Yani de Simone Pires da Silva (Rio de Janeiro, 21 February 1989), best known for her stage name Mulher Filé (Miss Beefsteak), became notorious as Mr. Catra's dancer between 2007 and 2008, where she got her nickname from her large buttocks. In 2009 she became a singer.

==Cultural impact==
===Television===
- In 2010, together with Valesca Popozuda and Ângela Bismarchi, several fruit women made a Secret Santa exchange for Hoje em Dia.
- In 2013, Robertha Portella played dancer Dafne in Record's telenovela Dona Xepa, which presented herself under the artistic name Mulher Tutti-Frutti and had a rival named Mulher Broa, played by Jeniffer Setti.
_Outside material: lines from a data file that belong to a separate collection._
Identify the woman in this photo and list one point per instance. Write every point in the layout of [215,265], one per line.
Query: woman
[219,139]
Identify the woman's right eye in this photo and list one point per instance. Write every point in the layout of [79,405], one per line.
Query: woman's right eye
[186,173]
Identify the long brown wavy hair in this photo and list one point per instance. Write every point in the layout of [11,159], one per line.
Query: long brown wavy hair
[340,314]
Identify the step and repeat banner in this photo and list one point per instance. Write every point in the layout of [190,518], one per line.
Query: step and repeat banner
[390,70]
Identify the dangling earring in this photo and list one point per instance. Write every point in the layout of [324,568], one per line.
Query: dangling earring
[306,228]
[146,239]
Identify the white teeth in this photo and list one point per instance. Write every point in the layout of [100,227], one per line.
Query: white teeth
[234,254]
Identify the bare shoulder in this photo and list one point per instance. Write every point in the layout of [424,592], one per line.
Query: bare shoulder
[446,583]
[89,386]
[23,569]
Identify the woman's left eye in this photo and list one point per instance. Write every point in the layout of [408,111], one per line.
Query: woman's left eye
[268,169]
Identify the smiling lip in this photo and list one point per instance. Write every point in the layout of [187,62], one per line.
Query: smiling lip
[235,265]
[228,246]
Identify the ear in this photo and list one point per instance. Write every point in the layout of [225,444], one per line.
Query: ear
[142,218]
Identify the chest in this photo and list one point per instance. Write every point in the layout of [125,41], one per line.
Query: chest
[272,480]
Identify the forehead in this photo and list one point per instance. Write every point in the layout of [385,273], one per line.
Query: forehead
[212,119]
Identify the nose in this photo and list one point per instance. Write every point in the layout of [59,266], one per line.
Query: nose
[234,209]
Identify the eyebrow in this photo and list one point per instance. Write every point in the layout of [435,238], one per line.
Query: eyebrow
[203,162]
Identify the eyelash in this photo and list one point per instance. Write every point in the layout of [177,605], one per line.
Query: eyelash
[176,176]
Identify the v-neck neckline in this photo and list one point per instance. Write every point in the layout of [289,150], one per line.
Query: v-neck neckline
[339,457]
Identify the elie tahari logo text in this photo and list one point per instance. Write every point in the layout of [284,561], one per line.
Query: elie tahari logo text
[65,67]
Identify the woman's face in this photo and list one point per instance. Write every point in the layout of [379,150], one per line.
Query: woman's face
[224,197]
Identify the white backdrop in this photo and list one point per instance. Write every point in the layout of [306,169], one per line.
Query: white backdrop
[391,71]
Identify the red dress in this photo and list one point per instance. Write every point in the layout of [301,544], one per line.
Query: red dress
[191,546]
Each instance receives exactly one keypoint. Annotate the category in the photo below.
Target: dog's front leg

- Still in 2013, Ellen Roche played Mulher Mangaba in Rede Globo's telenovela Sangue Bom, which had as rivals Mulher Pupunha, Mulher Saputá, Mulher Jambolão and Mulher Pau-de-Jacu, played by Dani Vieira, Vânia Love, Fernanda Abraão and Luiz André Alvim, respectively.
- The reality show A Fazenda had the participation of three fruit women: Andressa Soares (Mulher Melancia) in season 3 (2010), Yani de Simone, (Mulher Filé) in season 6 (2013) and Ellen Cardoso, (Mulher Moranguinho) in season 14 (2022).

===Music===
In September 2008, funk group Gaiola das Popozudas, led by Valesca Popozuda, launched the song "Fruta Tá na Feira" (The Fruit is in the Fair), in which she debauched and provoked the fruit women, citing Jaca, Melancia, Moranguinho e Melão.